Radu, Witte, and their colleagues designed a probe to detect DNA recycling activity. Specifically, the probe detects a particular enzyme involved in the first step of DNA recycling within immune cells. Without this enzyme, the process cannot proceed. The team designed an enzyme-detecting probe by modifying the molecular structure of a common chemotherapy drug called gemcitabine. After a wide drug screening, researchers found that this particular drug was effective in entering immune cells. They then altered the compound slightly so that, in the presence of the DNA recycling enzyme, the compound is phosphorylated and, in essence, stopped in its tracks. If the enzyme is not present, the compound simply passes through the cell.
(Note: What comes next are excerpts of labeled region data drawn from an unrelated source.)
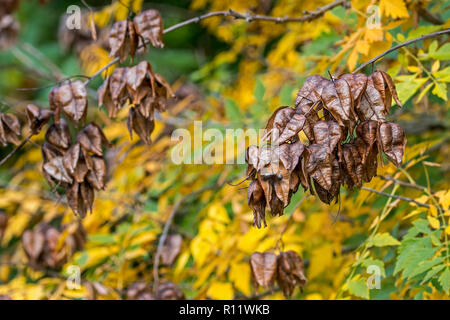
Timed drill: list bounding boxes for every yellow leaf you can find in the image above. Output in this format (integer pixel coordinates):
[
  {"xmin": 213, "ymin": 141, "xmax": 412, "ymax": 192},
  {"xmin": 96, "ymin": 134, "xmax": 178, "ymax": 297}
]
[
  {"xmin": 190, "ymin": 237, "xmax": 211, "ymax": 267},
  {"xmin": 308, "ymin": 245, "xmax": 333, "ymax": 279},
  {"xmin": 380, "ymin": 0, "xmax": 409, "ymax": 19},
  {"xmin": 428, "ymin": 216, "xmax": 441, "ymax": 229},
  {"xmin": 445, "ymin": 226, "xmax": 450, "ymax": 235},
  {"xmin": 228, "ymin": 262, "xmax": 250, "ymax": 296},
  {"xmin": 206, "ymin": 282, "xmax": 233, "ymax": 300},
  {"xmin": 208, "ymin": 203, "xmax": 230, "ymax": 223},
  {"xmin": 430, "ymin": 206, "xmax": 437, "ymax": 217}
]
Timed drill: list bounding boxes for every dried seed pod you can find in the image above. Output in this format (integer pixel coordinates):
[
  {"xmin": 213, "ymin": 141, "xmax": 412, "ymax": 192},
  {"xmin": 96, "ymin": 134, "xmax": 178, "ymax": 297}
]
[
  {"xmin": 134, "ymin": 9, "xmax": 164, "ymax": 48},
  {"xmin": 250, "ymin": 252, "xmax": 277, "ymax": 288},
  {"xmin": 43, "ymin": 157, "xmax": 73, "ymax": 185},
  {"xmin": 339, "ymin": 73, "xmax": 367, "ymax": 110},
  {"xmin": 339, "ymin": 143, "xmax": 364, "ymax": 188},
  {"xmin": 128, "ymin": 107, "xmax": 155, "ymax": 145},
  {"xmin": 321, "ymin": 79, "xmax": 357, "ymax": 132},
  {"xmin": 22, "ymin": 223, "xmax": 86, "ymax": 269},
  {"xmin": 77, "ymin": 122, "xmax": 110, "ymax": 157},
  {"xmin": 45, "ymin": 118, "xmax": 72, "ymax": 150},
  {"xmin": 155, "ymin": 281, "xmax": 185, "ymax": 300},
  {"xmin": 0, "ymin": 113, "xmax": 20, "ymax": 146},
  {"xmin": 295, "ymin": 74, "xmax": 330, "ymax": 108},
  {"xmin": 86, "ymin": 156, "xmax": 106, "ymax": 190},
  {"xmin": 67, "ymin": 182, "xmax": 94, "ymax": 218},
  {"xmin": 49, "ymin": 80, "xmax": 88, "ymax": 122},
  {"xmin": 369, "ymin": 71, "xmax": 402, "ymax": 114},
  {"xmin": 27, "ymin": 104, "xmax": 53, "ymax": 134},
  {"xmin": 357, "ymin": 79, "xmax": 386, "ymax": 122},
  {"xmin": 277, "ymin": 251, "xmax": 307, "ymax": 297},
  {"xmin": 378, "ymin": 122, "xmax": 406, "ymax": 167},
  {"xmin": 356, "ymin": 120, "xmax": 378, "ymax": 164},
  {"xmin": 247, "ymin": 181, "xmax": 267, "ymax": 229},
  {"xmin": 304, "ymin": 144, "xmax": 332, "ymax": 190},
  {"xmin": 127, "ymin": 281, "xmax": 155, "ymax": 300},
  {"xmin": 313, "ymin": 121, "xmax": 344, "ymax": 153},
  {"xmin": 0, "ymin": 14, "xmax": 19, "ymax": 50},
  {"xmin": 109, "ymin": 20, "xmax": 138, "ymax": 62},
  {"xmin": 161, "ymin": 234, "xmax": 183, "ymax": 266}
]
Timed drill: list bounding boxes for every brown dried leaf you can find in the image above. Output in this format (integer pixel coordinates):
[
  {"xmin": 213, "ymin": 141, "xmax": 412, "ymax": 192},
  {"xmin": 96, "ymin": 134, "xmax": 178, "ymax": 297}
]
[
  {"xmin": 313, "ymin": 121, "xmax": 344, "ymax": 153},
  {"xmin": 339, "ymin": 73, "xmax": 367, "ymax": 110},
  {"xmin": 109, "ymin": 20, "xmax": 128, "ymax": 57},
  {"xmin": 49, "ymin": 81, "xmax": 88, "ymax": 121},
  {"xmin": 340, "ymin": 143, "xmax": 364, "ymax": 188},
  {"xmin": 128, "ymin": 107, "xmax": 155, "ymax": 145},
  {"xmin": 322, "ymin": 79, "xmax": 357, "ymax": 132},
  {"xmin": 277, "ymin": 113, "xmax": 306, "ymax": 144},
  {"xmin": 356, "ymin": 80, "xmax": 386, "ymax": 121},
  {"xmin": 86, "ymin": 156, "xmax": 106, "ymax": 190},
  {"xmin": 304, "ymin": 144, "xmax": 332, "ymax": 190},
  {"xmin": 45, "ymin": 118, "xmax": 72, "ymax": 150},
  {"xmin": 378, "ymin": 122, "xmax": 406, "ymax": 167},
  {"xmin": 250, "ymin": 252, "xmax": 277, "ymax": 288},
  {"xmin": 77, "ymin": 122, "xmax": 110, "ymax": 157},
  {"xmin": 0, "ymin": 113, "xmax": 20, "ymax": 146},
  {"xmin": 277, "ymin": 251, "xmax": 307, "ymax": 297},
  {"xmin": 134, "ymin": 9, "xmax": 164, "ymax": 48},
  {"xmin": 247, "ymin": 181, "xmax": 267, "ymax": 229},
  {"xmin": 295, "ymin": 74, "xmax": 330, "ymax": 108},
  {"xmin": 27, "ymin": 104, "xmax": 53, "ymax": 134}
]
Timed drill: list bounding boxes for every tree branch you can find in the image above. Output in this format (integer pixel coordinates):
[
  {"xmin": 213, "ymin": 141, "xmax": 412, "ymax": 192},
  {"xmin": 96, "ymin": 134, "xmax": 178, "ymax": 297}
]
[
  {"xmin": 353, "ymin": 28, "xmax": 450, "ymax": 73},
  {"xmin": 84, "ymin": 0, "xmax": 349, "ymax": 86}
]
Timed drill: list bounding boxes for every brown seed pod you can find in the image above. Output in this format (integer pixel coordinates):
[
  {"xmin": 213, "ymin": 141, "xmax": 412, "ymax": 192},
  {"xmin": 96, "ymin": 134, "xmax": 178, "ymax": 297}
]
[
  {"xmin": 0, "ymin": 113, "xmax": 20, "ymax": 146},
  {"xmin": 49, "ymin": 81, "xmax": 88, "ymax": 122},
  {"xmin": 27, "ymin": 104, "xmax": 53, "ymax": 134},
  {"xmin": 277, "ymin": 251, "xmax": 307, "ymax": 297},
  {"xmin": 250, "ymin": 252, "xmax": 277, "ymax": 288},
  {"xmin": 378, "ymin": 122, "xmax": 406, "ymax": 167}
]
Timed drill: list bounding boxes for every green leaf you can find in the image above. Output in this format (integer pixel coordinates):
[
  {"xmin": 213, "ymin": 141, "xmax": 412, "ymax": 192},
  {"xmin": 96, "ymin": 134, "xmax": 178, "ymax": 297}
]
[
  {"xmin": 225, "ymin": 98, "xmax": 243, "ymax": 123},
  {"xmin": 367, "ymin": 232, "xmax": 400, "ymax": 247},
  {"xmin": 396, "ymin": 76, "xmax": 428, "ymax": 103},
  {"xmin": 439, "ymin": 268, "xmax": 450, "ymax": 294},
  {"xmin": 347, "ymin": 278, "xmax": 370, "ymax": 299},
  {"xmin": 361, "ymin": 258, "xmax": 386, "ymax": 277},
  {"xmin": 421, "ymin": 264, "xmax": 445, "ymax": 284},
  {"xmin": 431, "ymin": 82, "xmax": 447, "ymax": 101},
  {"xmin": 394, "ymin": 237, "xmax": 438, "ymax": 278},
  {"xmin": 253, "ymin": 78, "xmax": 266, "ymax": 102}
]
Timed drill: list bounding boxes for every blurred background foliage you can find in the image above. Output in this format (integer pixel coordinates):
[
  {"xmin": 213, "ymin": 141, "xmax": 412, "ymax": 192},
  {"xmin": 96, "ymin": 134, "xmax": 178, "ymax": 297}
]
[{"xmin": 0, "ymin": 0, "xmax": 450, "ymax": 299}]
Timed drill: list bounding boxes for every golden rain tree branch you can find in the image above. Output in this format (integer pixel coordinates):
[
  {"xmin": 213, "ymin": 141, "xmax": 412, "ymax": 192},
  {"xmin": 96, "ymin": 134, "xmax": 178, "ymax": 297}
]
[{"xmin": 84, "ymin": 0, "xmax": 349, "ymax": 85}]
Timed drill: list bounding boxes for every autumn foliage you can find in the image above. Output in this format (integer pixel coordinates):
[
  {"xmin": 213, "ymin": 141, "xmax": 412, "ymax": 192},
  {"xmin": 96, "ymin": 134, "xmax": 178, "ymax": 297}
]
[{"xmin": 0, "ymin": 0, "xmax": 450, "ymax": 300}]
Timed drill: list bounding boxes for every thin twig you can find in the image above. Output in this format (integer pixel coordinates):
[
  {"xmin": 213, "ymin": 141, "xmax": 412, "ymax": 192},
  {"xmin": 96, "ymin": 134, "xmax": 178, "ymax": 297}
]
[
  {"xmin": 353, "ymin": 28, "xmax": 450, "ymax": 73},
  {"xmin": 84, "ymin": 0, "xmax": 348, "ymax": 86},
  {"xmin": 361, "ymin": 187, "xmax": 430, "ymax": 208}
]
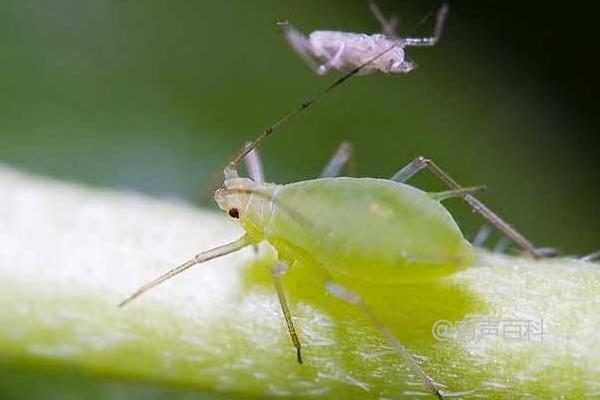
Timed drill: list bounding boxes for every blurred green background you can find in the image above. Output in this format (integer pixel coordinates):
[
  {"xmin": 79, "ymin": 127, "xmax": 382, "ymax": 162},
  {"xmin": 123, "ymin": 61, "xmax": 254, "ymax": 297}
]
[{"xmin": 0, "ymin": 0, "xmax": 600, "ymax": 254}]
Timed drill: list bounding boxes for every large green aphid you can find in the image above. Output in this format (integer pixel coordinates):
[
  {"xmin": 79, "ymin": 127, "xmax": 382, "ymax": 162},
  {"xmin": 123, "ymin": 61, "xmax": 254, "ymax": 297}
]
[
  {"xmin": 121, "ymin": 12, "xmax": 538, "ymax": 398},
  {"xmin": 122, "ymin": 144, "xmax": 537, "ymax": 398}
]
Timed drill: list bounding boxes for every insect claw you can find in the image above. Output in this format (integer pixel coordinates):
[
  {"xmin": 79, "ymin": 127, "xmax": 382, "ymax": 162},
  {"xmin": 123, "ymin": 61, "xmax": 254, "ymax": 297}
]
[{"xmin": 296, "ymin": 347, "xmax": 302, "ymax": 364}]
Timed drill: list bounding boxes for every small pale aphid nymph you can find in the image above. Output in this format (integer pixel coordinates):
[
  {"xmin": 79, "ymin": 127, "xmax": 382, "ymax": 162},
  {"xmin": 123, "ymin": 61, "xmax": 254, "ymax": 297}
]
[
  {"xmin": 279, "ymin": 3, "xmax": 448, "ymax": 75},
  {"xmin": 120, "ymin": 6, "xmax": 541, "ymax": 398}
]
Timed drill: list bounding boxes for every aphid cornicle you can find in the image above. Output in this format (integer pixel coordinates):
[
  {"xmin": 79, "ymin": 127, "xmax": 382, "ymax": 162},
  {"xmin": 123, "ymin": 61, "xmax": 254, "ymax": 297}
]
[{"xmin": 120, "ymin": 3, "xmax": 540, "ymax": 398}]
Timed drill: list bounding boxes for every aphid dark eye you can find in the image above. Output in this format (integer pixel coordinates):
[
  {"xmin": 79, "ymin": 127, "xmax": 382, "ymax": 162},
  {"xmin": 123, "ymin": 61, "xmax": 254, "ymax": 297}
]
[{"xmin": 228, "ymin": 208, "xmax": 240, "ymax": 219}]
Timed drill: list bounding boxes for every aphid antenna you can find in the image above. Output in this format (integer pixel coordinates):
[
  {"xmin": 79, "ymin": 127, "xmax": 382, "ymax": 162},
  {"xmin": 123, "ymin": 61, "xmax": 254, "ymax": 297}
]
[{"xmin": 225, "ymin": 44, "xmax": 399, "ymax": 179}]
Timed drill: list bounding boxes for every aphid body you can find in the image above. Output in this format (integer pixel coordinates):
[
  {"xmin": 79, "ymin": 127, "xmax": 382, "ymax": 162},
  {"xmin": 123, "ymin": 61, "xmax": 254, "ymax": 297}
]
[
  {"xmin": 279, "ymin": 3, "xmax": 448, "ymax": 75},
  {"xmin": 296, "ymin": 31, "xmax": 416, "ymax": 75},
  {"xmin": 215, "ymin": 177, "xmax": 473, "ymax": 282},
  {"xmin": 120, "ymin": 5, "xmax": 541, "ymax": 399}
]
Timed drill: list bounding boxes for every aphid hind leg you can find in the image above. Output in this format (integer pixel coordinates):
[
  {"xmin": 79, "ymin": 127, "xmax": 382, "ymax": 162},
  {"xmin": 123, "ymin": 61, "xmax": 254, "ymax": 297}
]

Witte's team also attached a radiolabel to the probe that, during a PET scan, glows when it enters a cell. The team then tested the probe in mice. Researchers first injected mice with an oncogenic virus, which caused a tumor to develop. This particular tumor is immunogenic, meaning that the immune system easily recognizes it and quickly attacks. After the virus injection, the team then injected the probe and performed PET scans.

"It's basically like a heat map, and if there's a lot of immune cells, it's red; if less, green; and even less, blue," says Radu. "It looks spectacular. You can see a three-dimensional image of this mouse, and see these draining lymph nodes, which are close to the tumor, and just see them lighting up."

The team was able to track the immune response as the tumor developed, and it saw that the areas around the tumor lit up the most after 10 to 14 days, a typical length of time in which an immune response can clear an infection.

Radu says that in the future, clinicians may be able to use this new PET probe to image immune responses, in addition to using other techniques, such as CT scans, that can image tumors. In combination, these techniques may enable doctors to watch a tumor shrink as the body's immune system attacks so that they can determine the effectiveness of different therapies.

Ronald Germain, deputy chief of the immunology laboratory at the National Institute of Allergy and Infectious Diseases, says that while the group's images are impressive, it is still not completely clear whether cells other than immune cells are being imaged--an effect that could create an imprecise picture.

"It's not a completely specific probe, so you're not going to tell what type of cell is present at a site, which can be very important in making a diagnosis going forward," says Germain. "However, there is a real need to develop ways to assess immune responses without having to do biopsies, and this is one of several approaches that could be used."

The researchers are now looking to develop a more specific probe, in addition to their general imaging probe. Radu and his colleagues are systematically examining chemical structures to find others that resemble gemcitabine. The team plans to test these compounds against each other to see which may have greater sensitivity and specificity for detecting certain kinds of immune cells.